Two of my favorite historical figures were in the 101st Airborne. One is Ronald Speirs. On one attack, his commanding officer was drunk and more or less demanding a suicide mission. Speirs started to argue, the officer took out his rifle, Speirs put a bullet in his head and took command.
At Bastogne, a similar thing happened. Major Winters sent a man named Dikes to take a nearby town, but Dikes forgot his instructions, froze up and got a lot of his men killed. Speirs went in and took command. At one point, Easy Company was in the town, but they had to communicate with I Company. Across the town. So Speirs stand up, runs straight through the Germans in the town square and vaults a wall to tell I Company what to do. Germans are so shocked they can’t fire. But then—get this—Speirs runs back. Still doesn’t get shot. He later went on to work a lot with Black ops and I think ran a prison in Russia for a while.

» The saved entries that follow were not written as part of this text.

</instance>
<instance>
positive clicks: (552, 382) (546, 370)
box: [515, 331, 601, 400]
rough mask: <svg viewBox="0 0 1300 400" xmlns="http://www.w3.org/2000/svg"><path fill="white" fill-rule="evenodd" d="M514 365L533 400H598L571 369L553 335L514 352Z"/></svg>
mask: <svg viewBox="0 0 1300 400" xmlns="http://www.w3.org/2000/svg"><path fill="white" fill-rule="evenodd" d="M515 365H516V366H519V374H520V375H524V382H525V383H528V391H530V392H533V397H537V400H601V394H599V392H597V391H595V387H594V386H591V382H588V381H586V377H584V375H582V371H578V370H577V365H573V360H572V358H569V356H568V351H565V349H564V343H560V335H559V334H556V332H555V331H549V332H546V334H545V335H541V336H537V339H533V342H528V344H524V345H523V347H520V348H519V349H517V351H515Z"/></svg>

My other favorite is Richard Winters. Winters was Easy Company’s only real lasting leader. He had to take over during D-Day when they lost their other officers, and he was known for two main things. Almost always making good decisions on the battlefield, and always being a damn good leader off it. He didn’t swear like the others, was deliberate in everything he did, and was just… a calming constant throughout the war. Winters didn’t like Speirs much because he thought Speirs was too brutal.
Funny how two of my favorite historical figures were in the same place at the same time and didn’t even like one another.